Что же касается потомства, тут ситуация сложней: хоть все генетические особенности наследуются, одни из них заметны и активны, другие пребывают как бы в латентном состоянии и проявляются лишь через два-три поколения. Правда, есть способы пробудить их. К примеру, специалисты Тритона… Но я слишком увлекся. Вряд ли такие нюансы пришли Шандре на ум в этот момент; она лишь тряхнула головкой и заявила с неподражаемым женским высокомерием:
– Массаракш! Уверяю вас, я вполне способна отличить кибернетический механизм от своего супруга. Особенно в постели!
Мы проследовали на ужин, а наш рептилоид удалился в прямо противоположную сторону. Не могу сказать, что я ему сочувствовал; я не люблю напоминаний о том, сколько мне лет. Мои годы – мое богатство, и пересчитывать их дозволено не всякому.
Затем случился еще один эпизод, весьма любопытный и подтвердивший, что я могу довериться своей супруге. Она стремительно взрослела; я уже не сомневался, что через пару лет она справится с любой щекотливой ситуацией. И лишь один вопрос беспокоил меня – справлюсь ли с ней я сам?..

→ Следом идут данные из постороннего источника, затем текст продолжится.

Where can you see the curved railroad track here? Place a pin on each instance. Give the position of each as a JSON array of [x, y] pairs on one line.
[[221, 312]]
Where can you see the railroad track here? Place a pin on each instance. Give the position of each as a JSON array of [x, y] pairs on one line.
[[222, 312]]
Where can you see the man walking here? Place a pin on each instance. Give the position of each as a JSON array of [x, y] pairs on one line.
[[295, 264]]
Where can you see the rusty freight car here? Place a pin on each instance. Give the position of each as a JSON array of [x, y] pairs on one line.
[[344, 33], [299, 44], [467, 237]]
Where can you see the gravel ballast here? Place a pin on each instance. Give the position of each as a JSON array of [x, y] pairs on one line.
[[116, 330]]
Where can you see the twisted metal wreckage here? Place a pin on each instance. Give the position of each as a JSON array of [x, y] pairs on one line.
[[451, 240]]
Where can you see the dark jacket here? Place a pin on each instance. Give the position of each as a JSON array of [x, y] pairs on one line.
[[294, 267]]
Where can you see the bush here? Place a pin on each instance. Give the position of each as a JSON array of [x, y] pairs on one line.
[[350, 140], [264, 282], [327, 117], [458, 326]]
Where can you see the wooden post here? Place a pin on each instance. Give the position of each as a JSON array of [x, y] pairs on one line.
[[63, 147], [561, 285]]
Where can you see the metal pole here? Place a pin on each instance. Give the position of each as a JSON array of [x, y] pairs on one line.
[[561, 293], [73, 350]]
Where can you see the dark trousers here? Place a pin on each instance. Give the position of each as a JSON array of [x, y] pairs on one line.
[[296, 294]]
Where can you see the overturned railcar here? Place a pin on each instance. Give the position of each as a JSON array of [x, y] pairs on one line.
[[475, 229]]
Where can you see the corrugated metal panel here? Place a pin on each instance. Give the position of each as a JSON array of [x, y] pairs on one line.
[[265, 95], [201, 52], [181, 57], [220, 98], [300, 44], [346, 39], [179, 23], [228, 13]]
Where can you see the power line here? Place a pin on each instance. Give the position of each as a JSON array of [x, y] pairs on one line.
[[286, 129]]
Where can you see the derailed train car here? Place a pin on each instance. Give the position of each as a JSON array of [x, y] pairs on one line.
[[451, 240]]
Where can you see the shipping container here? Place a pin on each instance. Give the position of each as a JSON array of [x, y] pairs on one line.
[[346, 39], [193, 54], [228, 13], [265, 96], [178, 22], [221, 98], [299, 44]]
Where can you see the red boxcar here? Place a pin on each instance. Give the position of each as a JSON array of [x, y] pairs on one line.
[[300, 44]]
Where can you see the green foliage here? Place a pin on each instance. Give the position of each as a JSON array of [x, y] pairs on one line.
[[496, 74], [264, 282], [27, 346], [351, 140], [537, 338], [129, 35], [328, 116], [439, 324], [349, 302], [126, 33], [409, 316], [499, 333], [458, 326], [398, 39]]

Вернувшись с очередных степных скачек, мы обнаружили записку от Ван Бюрен Файт, моего агента по связям с местными кутюрье. Собственно, эти дела я считал уже завершенными, и Файт оставалась моим сотрудником по двум причинам: во-первых, я увольняю своих людей за час до вылета; а во-вторых, Файт была прелестной девушкой, толковой и энергичной, и Шандра ей благоволила. В ее записке сообщалось, что некая Ван Трей Удонго желала бы привлечь принцессу КиллаШандру к демонстрации мод осеннего сезона – разумеется, за весьма приличный гонорар. Если миледи не возражает, ей остается только поставить подпись под соглашением и выйти на помост – вместе с еще одной манекенщицей не столь именитой, но уже снискавшей определенную известность. Каков же будет ответ?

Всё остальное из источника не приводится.